In a press conference following a meeting this week of the Federal Open Market Committee — the group that sets monetary policy for the Federal Reserve — Federal Chairman Jerome Powell expressed optimism about U.S. economic prospects in 2021, but warned that the next few months “are likely to be very challenging.” Robert Kaplan, president and CEO of the Federal Reserve Bank of Dallas, is currently one of the voting members of the FOMC. He spoke with “Marketplace” host Kai Ryssdal about the Fed’s optimism, the role of fiscal policy in supporting the economy, and his go-to sources of data. The following is an edited transcript of their conversation
Kai Ryssdal: Do me a favor would you, and give me a sense of the mood inside the room — or inside the Zoom, I suppose — Tuesday and Wednesday. The Fed is, it seems to the lay observer, a bit more optimistic than it has been in the past couple of months.
Vaccine is increasing optimism
Robert Kaplan: Yeah, I think the vaccine has played a big role in increasing our optimism about next year. We’re still — around the room, we’re very concerned (and I’m very concerned) about the next three to four months, though. We think in the first quarter of 2021, you’re going to have either flat growth, or you could even potentially have slightly negative growth in the United States. But having said that, my own forecast is that [gross domestic product] growth will be in excess of 4% next year, and I think that’s indicative of optimism of others in the room about having a strong rebound as we get into latter parts of 2021.
Ryssdal: We’re all counting on the vaccine. There are millions of people out there, though, who are counting on some kind of relief, some kind of aid from Congress. The chairman said in his press conference the other day it is widely understood that fiscal relief is needed. I wonder if you think that Congress does understand that it’s needed.
Kaplan: Yeah, I think so. After having conversations with members on both sides of the aisle, I think people very well understand the fact that household income and consumer spending has remained solid this year, despite a significant downturn. I think it’s well understood that the primary reason for that is fiscal relief — unemployment benefits. This downturn has not felt like a normal downturn for the whole economy because of fiscal relief, and there are millions of people out there today that are relying on this relief to make ends meet.
Ryssdal: I have asked this question elsewhere in the program today, but how important is speed? I mean, do you think we’ve missed the opportunity to ensure uninterrupted relief?
“Fiscal relief savings is running out”
Kaplan: It’s my own view that people are living off savings from the initial round of relief. But it feels like the economy’s decelerating, partly due to resurgence [of COVID-19] and partly due to the fact that fiscal relief savings is running out. And so I think we’re at the point here where if Congress decides to do this, it would be welcome and it would help get us through the next three or four months as we work our way to a vaccine.
Ryssdal: What do you make of the disconnect between equity markets and what we know is happening in the regular economy, where it’s slowing down and people are hurting?
Kaplan: It has a lot to do with time frame.

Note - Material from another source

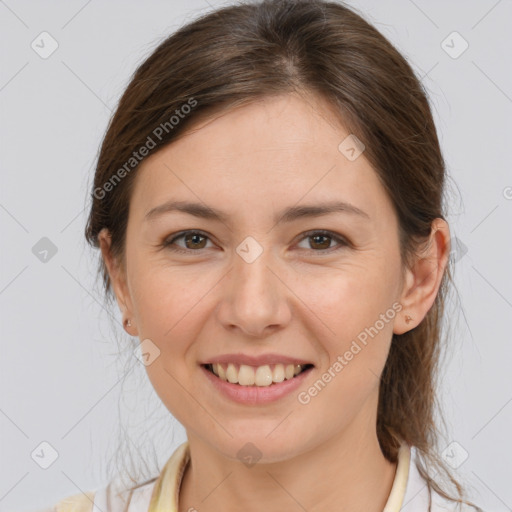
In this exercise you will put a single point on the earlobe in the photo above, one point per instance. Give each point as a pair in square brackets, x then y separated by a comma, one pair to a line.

The economy is about right now, and the equity market’s about what’s going to happen over the next six months, 12 months, two years. If you look out over the horizon, the prospects for the economy give me a lot of encouragement. We’re going to have strong growth next year, we’re going to have above-trend growth in 2022. The market has the ability to discount that, [but] if you’re a family trying to make ends meet, you got to live with the here and now, and that’s the disconnect.
Ryssdal: This is a little sideways, but how do you know what you know? What are you looking at to get a sense of what’s going on out there in the economy? The Dallas Fed has a bunch of tools. I’m sure you’ve got your go-tos.
Kaplan: Yep, we do. So I’m looking at all the normal financial and economic data, but the concern about that in this crisis is that by the time you get the data, it’s stale. So more than ever, we’ve gone to high frequency data — that’s publicly available cellphone information, mobility information. And then the other key thing I do is I make at least 25 calls every week, sometimes more to small businesses, mid-sized businesses, public officials, health care officials, and those calls give me a great sense, along with that other data, of where the pain is out there and how the economy is doing. So that’s a key part of my process.
Ryssdal: Last question, Rob, and then I’ll let you go. We had the chairman on a number of years ago, and we talked about what he does to relax. And, you know, he plays the guitar. We had [New York Fed President] John Williams on a number of weeks ago from New York. He’s a gamer, it turns out — who knew? With arguably the American economy resting at least partially on your shoulders, what do you do to tune out? What do you do to relax?
Kaplan: I have a 6-year-old and a 3-year-old boy. And I can tell you the second I walk in that door, whether I like it or not, I am focused and looking into their eyes, and they’re pulling me in two different directions. And that gets me away from the Fed and the U.S. economy pretty quickly.